Viral hepatitis can exacerbate the progression of metabolic dysfunction-associated steatotic liver disease (MASLD), and a thorough understanding of the interplay between hepatitis viruses and fatty liver disease is needed to better diagnose and treat these conditions, according to a review published in Cureus.

MASLD, the new name for non-alcoholic fatty liver disease (NAFLD), and its more severe form, metabolic dysfunction-associated steatohepatitis (MASH, formerly known as non-alcoholic steatohepatitis, or NASH), are responsible for a growing proportion of advanced liver disease worldwide. As a result of inflammation, the buildup of fat in the liver can lead to fibrosis, cirrhosis and even liver cancer. With no effective approved medical therapies, disease management is dependent on lifestyle changes such as weight loss and exercise.

Hepatitis A virus (HAV), hepatitis B virus (HBV), hepatitis C virus (HCV) and hepatitis E virus (HEV) can also leave their mark on liver health.
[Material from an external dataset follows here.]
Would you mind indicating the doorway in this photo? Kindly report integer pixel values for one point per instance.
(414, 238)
While HAV and HEV typically cause acute liver inflammation that resolves on its own, HBV and HCV cause chronic infection that can lead to serious complications, including cirrhosis and liver cancer. For diagnosis and prognosis, researchers must learn how viral infections interact with MASLD.

Seema Yelne, of the Datta Meghe Institute of Higher Education and Research in India, and colleagues conducted a review of available evidence regarding the relationship between HAV, HBV, HEV and fatty liver disease. (The review did not include HCV or hepatitis D virus.)
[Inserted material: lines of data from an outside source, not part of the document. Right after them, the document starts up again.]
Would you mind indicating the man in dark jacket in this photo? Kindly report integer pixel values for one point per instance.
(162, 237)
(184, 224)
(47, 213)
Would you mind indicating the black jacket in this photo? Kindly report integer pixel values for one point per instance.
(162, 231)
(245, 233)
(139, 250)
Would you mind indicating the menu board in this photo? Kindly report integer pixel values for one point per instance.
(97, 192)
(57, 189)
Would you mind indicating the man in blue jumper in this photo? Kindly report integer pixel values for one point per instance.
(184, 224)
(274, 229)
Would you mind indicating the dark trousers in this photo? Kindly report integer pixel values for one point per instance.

Some research has shown that HAV, HBV and HEV can alter a variety of metabolic features, possibly influencing the development of MASLD. Moreover, inflammation driven by viral infections within the liver can also affect hepatic metabolism, potentially worsening the accumulation of liver fat and leading to more severe liver disease.

Viral infections can make diagnosing MASLD more confusing and establishing a treatment plan more difficult. “Conversely, advanced fibrosis due to viral infections might overshadow the accurate staging of [MASLD]-related fibrosis,” wrote the review authors. “This overlapping complexity makes accurate disease stratification challenging, potentially leading to underestimation or misclassification of disease severity.”

The researchers suggested that a personalized approach to treatment that takes into account both viral hepatitis and MASLD is needed. “Such an approach allows clinicians to navigate potential drug interactions, synergies and contraindications effectively, crafting treatment plans that simultaneously address the complexities of both conditions,” the authors added.

Significant gaps remain in understanding the interplay of these conditions and possible combination therapies. Further research is also needed to understand immune responses to viral hepatitis and how they contribute to fatty liver disease.

“Longitudinal investigations should examine the trajectory of disease progression, the potential for fibrosis regression and the response to treatment interventions in individuals affected by viral infections and [MASLD],” the authors wrote. “These studies will shed light on the overall prognosis of this complex coexistence and provide valuable data that can guide clinical management decisions, helping to tailor personalized treatment strategies for this unique patient population.”